The XFL is expecting average attendances of at least 20,000, with ticket prices designed to be affordable for families. “We’re working closely with our vending partners to offer ticket prices that are significantly lower than the major leagues in the US today,” Luck said.
“We have budgeted numbers of 20,000 sold tickets. But I think we can do better than that in many, if not most, of our markets. Having said, that you don’t know what will happen with weather, particularly in northern markets, but I think we will draw very well.”
In regards to expansion, the league is looking to expand to 10 teams by 2022. According to Luck, more than 30 cities applied to become the inaugural eight cities.
‘You won’t hear us bash the NFL’
Unlike the original incarnation of the XFL, which lasted just one season in 2001, the league will not look to take on the NFL. “We’ve shared our plans with the NFL and I think we have a very friendly, productive relationship…you won’t hear us bash the NFL,” Luck said.
It is clear that quarterbacks will play a major role in the league’s fortunes. “We think the quality of the play in our league will be dictated by the quality of the quarterbacks,” Luck said.
XFL players will be designated into four tiers: tier one will be quarterbacks, who the league will look to sign in early 2019. “Our top-tier players will be earning upwards of $300,000 a year and they will scale down from there. We will be very competitive with [paying] our players compared to other leagues that are operating in the spring,” Luck said.
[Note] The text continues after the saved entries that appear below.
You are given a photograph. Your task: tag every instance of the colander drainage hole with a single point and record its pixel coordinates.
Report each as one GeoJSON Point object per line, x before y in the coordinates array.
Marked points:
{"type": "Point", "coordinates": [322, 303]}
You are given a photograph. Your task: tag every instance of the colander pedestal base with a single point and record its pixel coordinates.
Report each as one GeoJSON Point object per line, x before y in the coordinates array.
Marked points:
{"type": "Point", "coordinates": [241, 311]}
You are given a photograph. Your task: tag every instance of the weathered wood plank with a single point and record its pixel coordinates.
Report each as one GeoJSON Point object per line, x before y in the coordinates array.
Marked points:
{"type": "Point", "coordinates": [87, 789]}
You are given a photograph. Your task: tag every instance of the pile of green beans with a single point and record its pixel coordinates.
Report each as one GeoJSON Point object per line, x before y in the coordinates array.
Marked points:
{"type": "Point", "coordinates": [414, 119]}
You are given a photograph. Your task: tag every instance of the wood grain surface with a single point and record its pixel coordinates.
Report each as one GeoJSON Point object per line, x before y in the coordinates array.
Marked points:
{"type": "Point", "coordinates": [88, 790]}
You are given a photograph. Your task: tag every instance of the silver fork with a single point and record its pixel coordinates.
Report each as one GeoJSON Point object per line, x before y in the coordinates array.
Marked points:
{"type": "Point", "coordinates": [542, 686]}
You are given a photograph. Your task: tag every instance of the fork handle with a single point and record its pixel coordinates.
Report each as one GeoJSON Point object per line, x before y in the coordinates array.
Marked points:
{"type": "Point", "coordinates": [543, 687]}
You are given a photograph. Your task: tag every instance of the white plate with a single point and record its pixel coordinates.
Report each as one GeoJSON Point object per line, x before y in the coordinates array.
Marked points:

Below the tier-one players, each 45-man roster will have three “cornerstone” tier-two players who will be well remunerated, though it is unclear by how much, followed by tier-three and tier-four players. XFL players will also be given opportunities to move to the NFL and, as such, they will sign one-year deals to allow easy freedom of movement.
“Once the season expires, they have an opportunity to move to the NFL and we would welcome that,” Luck said. “We realise that the NFL has been – and will remain for a long, long time – the gold standard. A player who has that opportunity should be able to take advantage of that. I expect there will be significant turnover but we’ll have to see how that plays out.”
Players will all be given healthcare benefits and will be tested for performance-enhancing drugs and potentially recreational drugs as well. All players will be employed by the XFL, which will operate in a single-entity structure like the Alliance, and there will be no players’ union, at least initially.
Luck said that the XFL will be gimmick-free – and avoid any WWE cross-promotion – in order to appeal to American football fans looking for a fix in the NFL off-season. “We are really very focused on the 40-some million passionate, die-hard football fans that exist in this country, among a group of 95 million or so that call the NFL their thing,” Luck said.
“Most of those passionate fans are in the big markets, they are season-ticket holders for the Giants, the Jets or the Texans, or the Chargers or the Rams. And they have told us through research that they want more football and are willing to consume more football, whether it’s live in-stadium or at home. We really need to get the football right as that passionate group of fans really does understand the game.”